SQLView has various important features.
- The syntactic view of a user query
- Operating without a given data set
- Providing a generalised visualisation of what a query means
Here we illustrate these with a variety of increasingly complex examples.
A simple equality and query and what SQL shows you.
The query is:
SELECT numberofkids FROM staff WHERE numberofkids = 2
“Select the numberofkids value from a staff database, specifically restricting what is output to those staff with exactly 2 children.”
This not only shows the query entered (along the bottom), it also shows the syntactic elements that form the query. At the top the round node represents everything below it (so the entire query).
Mousing over the round node shows what the query means.

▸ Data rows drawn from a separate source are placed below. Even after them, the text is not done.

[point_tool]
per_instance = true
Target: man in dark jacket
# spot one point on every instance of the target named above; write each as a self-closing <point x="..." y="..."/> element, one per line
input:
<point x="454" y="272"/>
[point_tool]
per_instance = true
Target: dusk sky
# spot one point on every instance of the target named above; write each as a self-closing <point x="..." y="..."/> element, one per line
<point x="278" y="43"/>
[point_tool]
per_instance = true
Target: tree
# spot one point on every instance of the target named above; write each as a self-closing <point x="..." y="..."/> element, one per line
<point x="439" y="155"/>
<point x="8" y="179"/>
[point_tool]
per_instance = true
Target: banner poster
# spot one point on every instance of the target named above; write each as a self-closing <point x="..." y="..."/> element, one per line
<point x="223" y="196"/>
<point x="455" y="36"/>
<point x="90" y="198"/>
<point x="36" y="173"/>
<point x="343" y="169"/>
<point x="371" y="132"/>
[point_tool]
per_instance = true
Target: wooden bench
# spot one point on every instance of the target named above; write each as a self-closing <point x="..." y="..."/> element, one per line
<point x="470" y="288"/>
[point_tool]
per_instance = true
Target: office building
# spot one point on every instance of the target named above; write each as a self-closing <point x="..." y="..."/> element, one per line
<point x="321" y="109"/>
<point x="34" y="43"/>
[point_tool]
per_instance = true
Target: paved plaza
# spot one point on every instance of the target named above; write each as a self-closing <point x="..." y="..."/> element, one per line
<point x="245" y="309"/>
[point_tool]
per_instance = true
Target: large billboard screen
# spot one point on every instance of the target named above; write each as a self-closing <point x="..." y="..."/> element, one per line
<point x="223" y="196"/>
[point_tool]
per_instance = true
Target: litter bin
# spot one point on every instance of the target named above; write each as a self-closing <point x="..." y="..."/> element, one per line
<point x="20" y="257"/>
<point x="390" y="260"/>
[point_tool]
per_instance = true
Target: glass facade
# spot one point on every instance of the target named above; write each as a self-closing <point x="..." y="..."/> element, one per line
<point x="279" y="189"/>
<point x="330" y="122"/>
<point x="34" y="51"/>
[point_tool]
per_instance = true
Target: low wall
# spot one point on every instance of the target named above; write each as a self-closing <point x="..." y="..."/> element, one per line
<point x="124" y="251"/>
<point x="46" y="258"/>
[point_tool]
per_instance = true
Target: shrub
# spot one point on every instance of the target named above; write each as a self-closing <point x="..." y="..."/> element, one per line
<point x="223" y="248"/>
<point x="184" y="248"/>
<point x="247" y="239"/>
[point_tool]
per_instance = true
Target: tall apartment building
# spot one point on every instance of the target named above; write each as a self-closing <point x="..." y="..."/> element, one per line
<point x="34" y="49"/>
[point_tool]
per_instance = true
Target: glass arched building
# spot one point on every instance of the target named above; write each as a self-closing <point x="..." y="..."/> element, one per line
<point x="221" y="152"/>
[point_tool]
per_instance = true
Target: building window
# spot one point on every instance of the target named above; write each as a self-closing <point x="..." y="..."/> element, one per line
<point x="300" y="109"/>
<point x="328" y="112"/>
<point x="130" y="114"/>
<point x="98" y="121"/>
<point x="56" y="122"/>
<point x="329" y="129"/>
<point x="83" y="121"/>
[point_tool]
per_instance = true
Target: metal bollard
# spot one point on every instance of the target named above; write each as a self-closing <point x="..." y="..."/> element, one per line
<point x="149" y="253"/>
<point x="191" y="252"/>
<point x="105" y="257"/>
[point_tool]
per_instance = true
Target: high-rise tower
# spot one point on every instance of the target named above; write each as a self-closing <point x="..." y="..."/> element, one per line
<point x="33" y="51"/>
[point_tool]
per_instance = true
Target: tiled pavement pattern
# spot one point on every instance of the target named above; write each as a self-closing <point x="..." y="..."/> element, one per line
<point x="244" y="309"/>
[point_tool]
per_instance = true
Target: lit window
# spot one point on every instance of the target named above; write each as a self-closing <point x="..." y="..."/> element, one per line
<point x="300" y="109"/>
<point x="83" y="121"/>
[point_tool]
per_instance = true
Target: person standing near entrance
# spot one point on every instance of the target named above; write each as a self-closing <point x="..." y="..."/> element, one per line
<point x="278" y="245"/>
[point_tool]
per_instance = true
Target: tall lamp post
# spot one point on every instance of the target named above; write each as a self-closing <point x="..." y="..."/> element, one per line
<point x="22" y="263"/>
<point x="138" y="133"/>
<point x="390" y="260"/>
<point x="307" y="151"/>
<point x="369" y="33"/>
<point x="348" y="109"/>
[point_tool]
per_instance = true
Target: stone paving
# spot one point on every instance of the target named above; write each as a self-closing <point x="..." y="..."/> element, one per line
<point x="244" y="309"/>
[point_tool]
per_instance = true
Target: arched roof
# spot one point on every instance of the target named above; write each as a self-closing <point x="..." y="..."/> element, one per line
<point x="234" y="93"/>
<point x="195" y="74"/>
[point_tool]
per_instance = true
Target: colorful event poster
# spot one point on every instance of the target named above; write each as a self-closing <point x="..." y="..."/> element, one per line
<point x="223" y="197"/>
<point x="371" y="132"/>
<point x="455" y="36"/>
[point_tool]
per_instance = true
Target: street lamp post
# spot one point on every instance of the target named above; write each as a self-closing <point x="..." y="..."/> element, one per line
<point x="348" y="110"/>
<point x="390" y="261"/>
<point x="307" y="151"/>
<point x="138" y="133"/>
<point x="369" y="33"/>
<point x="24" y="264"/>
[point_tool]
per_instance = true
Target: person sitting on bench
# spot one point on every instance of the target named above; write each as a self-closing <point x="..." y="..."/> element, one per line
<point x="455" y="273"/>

The coloured box (called a BRIQ) is designed to look a bit a like a database table (the output of the query). In this case it shows that the output is going to be a staff table with one column “number of kids” and the values returned with all have 2 as their value. (Not that exciting!)
The green hue indicates this is what is output (think red -> amber -> green). Notice the red element shows “NULL” (an odd SQL token representing no result!). Being red this means there will be no NULLs given in the response.
If we move down the tree structure we’ll see that lower BRIQs show those computed results that contribute to the BRIQs shown higher up. (This example is not that interesting, it does show that the BRIQs where the response is not defined are coloured amber – ready to be used!)
And so on down to the equality central to the query.
Other parts of the structure show what they contribute for example, below we can see that the “FROM” part of the query only shows that the table “staff” has a role in the computed result.
Now let’s get a more interesting case:
The query is:
SELECT age FROM staff WHERE numberofkids = 2
“Select the age value from a staff database, specifically restricting what is output to those staff with exactly 2 children.”
The structure is not that different, though notice selected result “age” is different.
Mousing over the round node shows:
Show the output will be staff.age’s and the “…” means any staff ages, however the constraint is shown by the other column. While ages are output, it is only the ages of staff with number of kids equalling 2.
Moving down the tree we the parts of the computation shown, as before.
Now to get more interesting!
So far we have been considering a very simple constraint. Normally they are far more complicated. Let’s try and find the age of staff with 2 children, earning 30000 and with only one car.
Unlike common tools to play with a query like this, you’d need to build an example database with a good range of different individuals in it to show the effect of what you are illustrating. What it more, for students to understand query responses, they’d have to understand the data they are querying (in order to validate the responses!)
So, let’s try:
SELECT age FROM staff WHERE numberofkids = 2 AND salary = 30000 and cars = 1
The result shows the three conditions and the required output.
As we move down the tree we can see each condition involved:
And their composition in higher nodes:
Still not too complex, now let’s try and negate the entire condition (finding the age of people who do not have two children, do not earn 30000 and do not have one car).
We can do this by putting a not around the WHERE condition. (Notice that we have to use brackets)
SELECT age FROM staff WHERE not( numberofkids = 2 AND salary = 30000 and cars = 1 )
The visualisation looks fine, but the BRIQ at the top is quite different now.
Well the red section (the things excluded) is now more extensive, it shows all the permutations of values excluded from the results. The results that are not excluded are ones where there may be NULLs. So an age may be shown for someone for whom we have no record of their salary and no record of their car, provided they do have a number of kids recorded and it is not 2.
Moving to lower nodes down the tree you can see the BRIQs show the conditions before the not changes the answer so much.
Another are of confusion and requiring support is expressions where there are combined alternatives. Humans are great a seeing what’s intended and computers are not. So, imagine staff days sick were recorded and we had data on how far they commuted and whether they benefit from the cycle to work scheme.
Imagine, we are interested in finding those who have been off ill over a month or cycle to work and commute more than 50 miles. Something like this:
SELECT name FROM staff WHERE daysoff = 30 OR cycle=1 AND commute=50
The structure shows the potential issue with queries like this, did we mean people who commute 50 and cycle and have been off, or did we mean people who cycle and commute 50 and also those who have had days off. There is room for confusion … there a precedence between “and” and “or” and we also use our common sense. (People are unlikely to cycle 50 miles for work!)
However, the tree shows what SQL will do with the problem. It does assume people will cycle commuting 50 miles!
Mousing over exposes the SQL logic:
For a learner to appreciate the correctness or otherwise of such a query is very hard to do. The closest tutors may get is composing their own data set covering every possible case and letting users find if the query response is as intended.